Impact of Immune System Activation and Vascular Impairment on Male and Female Sexual Dysfunction

Abstract

Introduction: Male and female sexual dysfunction (SD) is considered a multifactorial condition. Numerous studies have shown the involvement of inflammatory processes in this pathological condition. Sexual intercourse requires healthy and functioning vessels to supply the pelvic region in both males and females, generating penile erection and clitoral and vaginal lubrication, respectively. Cardiovascular diseases and associated risk factors may contribute negatively to pelvic blood flow, possibly through immune system activation.

Aim: The study aimed to address the correlation between vascular inflammation driven by immune system activation and SD in males and females.

Methods: A literature review was performed to identify articles addressing male and female SD and vascular inflammation. Key words included "male and female sexual dysfunction," "vascular inflammation," "iliac and pudendal arteries dysfunction," "genitourinary tract," and "blood flow."

Main outcome measures: Management of systemic and local inflammation may be a useful alternative to improve SD and reduce the risk of cardiovascular diseases in the future.

Results: Increased levels of cytokines and chemokines have been detected in humans and animals with hypertension, obesity, and diabetic conditions. Chronic activation of the innate immune system, especially by pathogen- or damage-associated molecular patterns, and metabolic-related disorders may act as triggers further contributing to an increased inflammatory condition. Due to the reduced size of vessels, SD and retinal vascular impairments have been shown to be predictive factors for cardiovascular diseases. Therefore, considering that blood flow to the genitalia is essential for sexual function, endothelial dysfunction and vascular remodeling, secondary to chronic immune system activation, may be implicated in male and female vasculogenic SD.

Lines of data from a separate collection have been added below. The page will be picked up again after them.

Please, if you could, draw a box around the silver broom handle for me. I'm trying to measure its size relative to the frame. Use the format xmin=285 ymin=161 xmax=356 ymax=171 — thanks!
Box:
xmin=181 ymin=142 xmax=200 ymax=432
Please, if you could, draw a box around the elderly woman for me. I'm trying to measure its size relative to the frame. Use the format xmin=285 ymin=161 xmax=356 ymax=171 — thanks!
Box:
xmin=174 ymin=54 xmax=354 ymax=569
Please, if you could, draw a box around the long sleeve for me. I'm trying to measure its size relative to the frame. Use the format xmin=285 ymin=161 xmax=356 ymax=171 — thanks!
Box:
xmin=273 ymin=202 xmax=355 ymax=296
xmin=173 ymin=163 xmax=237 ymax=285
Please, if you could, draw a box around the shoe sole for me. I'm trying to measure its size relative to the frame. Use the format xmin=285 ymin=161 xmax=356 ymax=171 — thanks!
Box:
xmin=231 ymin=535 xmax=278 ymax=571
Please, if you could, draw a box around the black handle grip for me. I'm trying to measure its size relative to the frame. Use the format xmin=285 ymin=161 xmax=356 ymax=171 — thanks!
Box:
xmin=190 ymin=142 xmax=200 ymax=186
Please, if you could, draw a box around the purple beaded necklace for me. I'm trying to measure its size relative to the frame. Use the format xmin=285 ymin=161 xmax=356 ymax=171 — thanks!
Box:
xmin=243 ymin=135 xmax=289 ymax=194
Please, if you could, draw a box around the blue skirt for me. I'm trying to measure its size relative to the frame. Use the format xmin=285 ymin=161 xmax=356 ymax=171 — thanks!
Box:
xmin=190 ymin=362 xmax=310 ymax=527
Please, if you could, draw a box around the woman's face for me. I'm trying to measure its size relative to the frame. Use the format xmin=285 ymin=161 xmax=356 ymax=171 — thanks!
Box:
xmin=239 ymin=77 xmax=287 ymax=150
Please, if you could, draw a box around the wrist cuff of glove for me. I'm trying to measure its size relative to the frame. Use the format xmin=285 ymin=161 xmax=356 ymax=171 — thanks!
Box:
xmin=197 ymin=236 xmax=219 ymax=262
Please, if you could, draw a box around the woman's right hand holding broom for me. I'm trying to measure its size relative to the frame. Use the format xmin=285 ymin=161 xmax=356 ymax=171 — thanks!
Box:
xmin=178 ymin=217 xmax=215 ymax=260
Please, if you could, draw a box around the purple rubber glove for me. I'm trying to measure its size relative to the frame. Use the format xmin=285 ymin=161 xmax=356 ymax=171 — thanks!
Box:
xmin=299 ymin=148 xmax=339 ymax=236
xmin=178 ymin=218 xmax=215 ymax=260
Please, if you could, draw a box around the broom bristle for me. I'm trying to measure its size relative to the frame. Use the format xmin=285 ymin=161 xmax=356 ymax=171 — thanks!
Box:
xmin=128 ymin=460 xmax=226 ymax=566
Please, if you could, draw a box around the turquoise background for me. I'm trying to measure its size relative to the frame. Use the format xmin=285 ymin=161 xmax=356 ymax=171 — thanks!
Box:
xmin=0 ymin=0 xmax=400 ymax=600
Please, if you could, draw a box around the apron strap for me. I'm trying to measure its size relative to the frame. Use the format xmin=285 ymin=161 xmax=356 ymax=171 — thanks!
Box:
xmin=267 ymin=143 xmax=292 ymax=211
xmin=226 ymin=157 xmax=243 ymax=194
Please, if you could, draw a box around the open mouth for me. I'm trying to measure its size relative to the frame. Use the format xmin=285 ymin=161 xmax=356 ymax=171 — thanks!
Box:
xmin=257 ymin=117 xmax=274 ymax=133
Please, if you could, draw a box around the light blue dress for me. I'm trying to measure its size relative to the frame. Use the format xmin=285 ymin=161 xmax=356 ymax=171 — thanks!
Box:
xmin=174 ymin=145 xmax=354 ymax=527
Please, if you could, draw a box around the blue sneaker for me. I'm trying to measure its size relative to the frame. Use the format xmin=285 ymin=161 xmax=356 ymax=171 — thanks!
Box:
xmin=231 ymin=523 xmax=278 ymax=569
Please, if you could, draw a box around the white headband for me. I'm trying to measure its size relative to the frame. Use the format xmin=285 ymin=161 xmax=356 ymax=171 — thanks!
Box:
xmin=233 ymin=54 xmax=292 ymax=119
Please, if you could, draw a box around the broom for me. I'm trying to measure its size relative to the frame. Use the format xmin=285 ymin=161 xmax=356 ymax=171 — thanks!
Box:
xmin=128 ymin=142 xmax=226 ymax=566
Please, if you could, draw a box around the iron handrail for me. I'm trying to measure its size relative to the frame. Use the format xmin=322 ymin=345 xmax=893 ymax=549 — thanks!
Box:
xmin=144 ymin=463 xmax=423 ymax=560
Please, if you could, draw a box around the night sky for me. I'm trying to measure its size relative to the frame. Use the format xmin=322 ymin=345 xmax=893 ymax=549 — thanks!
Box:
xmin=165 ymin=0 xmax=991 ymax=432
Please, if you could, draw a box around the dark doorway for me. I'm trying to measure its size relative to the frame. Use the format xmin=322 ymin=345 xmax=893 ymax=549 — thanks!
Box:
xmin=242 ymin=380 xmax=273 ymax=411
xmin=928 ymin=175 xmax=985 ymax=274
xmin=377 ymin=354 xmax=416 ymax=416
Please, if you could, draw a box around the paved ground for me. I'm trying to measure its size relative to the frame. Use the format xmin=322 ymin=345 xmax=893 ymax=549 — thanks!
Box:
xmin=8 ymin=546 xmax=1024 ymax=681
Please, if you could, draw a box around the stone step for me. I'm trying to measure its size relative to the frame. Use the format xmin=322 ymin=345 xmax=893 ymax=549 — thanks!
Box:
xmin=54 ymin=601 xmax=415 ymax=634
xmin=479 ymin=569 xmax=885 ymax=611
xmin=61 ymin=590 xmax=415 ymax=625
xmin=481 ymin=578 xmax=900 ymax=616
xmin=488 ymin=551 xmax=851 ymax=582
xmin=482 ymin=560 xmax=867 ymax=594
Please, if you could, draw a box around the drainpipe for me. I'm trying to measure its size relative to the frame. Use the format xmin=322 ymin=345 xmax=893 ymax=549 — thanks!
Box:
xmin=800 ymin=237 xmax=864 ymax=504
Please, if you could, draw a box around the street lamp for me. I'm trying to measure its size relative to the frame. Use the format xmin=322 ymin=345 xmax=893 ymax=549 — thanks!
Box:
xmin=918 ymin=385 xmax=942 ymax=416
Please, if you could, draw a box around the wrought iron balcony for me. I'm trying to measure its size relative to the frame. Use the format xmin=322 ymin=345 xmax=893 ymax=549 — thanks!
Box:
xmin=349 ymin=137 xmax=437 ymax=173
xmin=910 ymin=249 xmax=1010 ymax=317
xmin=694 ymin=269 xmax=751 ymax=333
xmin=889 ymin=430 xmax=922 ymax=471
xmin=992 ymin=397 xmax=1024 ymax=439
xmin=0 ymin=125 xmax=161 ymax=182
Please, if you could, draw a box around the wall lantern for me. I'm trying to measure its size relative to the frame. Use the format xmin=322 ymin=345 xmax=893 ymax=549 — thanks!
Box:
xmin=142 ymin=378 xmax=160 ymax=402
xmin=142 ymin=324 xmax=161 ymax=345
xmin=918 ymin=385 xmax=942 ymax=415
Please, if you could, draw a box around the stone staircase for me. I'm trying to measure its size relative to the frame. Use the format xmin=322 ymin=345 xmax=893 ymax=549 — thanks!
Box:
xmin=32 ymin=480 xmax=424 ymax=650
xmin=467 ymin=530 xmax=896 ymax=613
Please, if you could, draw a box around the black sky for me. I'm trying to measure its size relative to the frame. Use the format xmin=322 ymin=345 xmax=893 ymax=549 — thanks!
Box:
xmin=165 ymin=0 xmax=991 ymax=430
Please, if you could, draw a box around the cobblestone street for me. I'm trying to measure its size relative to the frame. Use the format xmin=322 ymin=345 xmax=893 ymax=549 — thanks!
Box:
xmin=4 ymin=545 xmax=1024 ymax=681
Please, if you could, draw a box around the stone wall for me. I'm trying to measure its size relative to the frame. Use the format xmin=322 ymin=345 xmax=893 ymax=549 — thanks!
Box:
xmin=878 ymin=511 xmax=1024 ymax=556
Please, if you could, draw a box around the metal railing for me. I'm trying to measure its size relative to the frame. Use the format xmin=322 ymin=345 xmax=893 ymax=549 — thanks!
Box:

Conclusions: Several conditions appear to play a role in SD. In the present review, we have identified a role for the immune system in generating vascular and tissue impairments contributing to erectile dysfunction and female SD. Calmasini FB, Klee N, Webb RC, et al. Impact of Immune System Activation and Vascular Impairment on Male and Female Sexual Dysfunction. Sex Med Rev 2019;7:604-613.

Keywords: Cardiovascular diseases; Endothelial dysfunction; Erectile dysfunction; Female sexual dysfunction; Innate immune system; Vascular inflammation.

Figure 1.

Mechanisms of vascular change in sexual dysfunction. Initiating factors that contribute to sexual dysfunction in both sexes include: age, physical inactivity, obesity, diabetes, hypertension, stress and anxiety, toxins and infectious agents. These initiating factors may lead to resulting events that end in a final common pathway of vascular dysfunction.

Figure 2.

Toll-like receptor signaling – general features of the canonical pathway. The myeloid differentiation primary response 88 (MyD88) is an innate immune signal transduction adaptor common for almost all TLR (except for the TLR3), which recruits interleukin 1 receptor-associated kinase (IRAK). The IRAK interacts with adapter protein tumor necrosis factor-associated factor 6 (TRAF6), leading to nuclear factor kappa light chain enhancer of activated B cells (NF-kB) translocation to the cellular nuclei. The TLRMyD88 signaling pathway results in increased pro-inflammatory cytokines and interferon production.

Figure 3.

Damage-associated molecular patterns (DAMPs) and vascular inflammation. DAMPs are released or secreted from dying or senescent cells, respectively. Once released, the DAMPs bind to TLRs leading to the production of reactive oxygen species and pro-inflammatory cytokines. These latter molecules act on the vasculature to cause inflammation and may contribute to penile or clitoral dysfunction.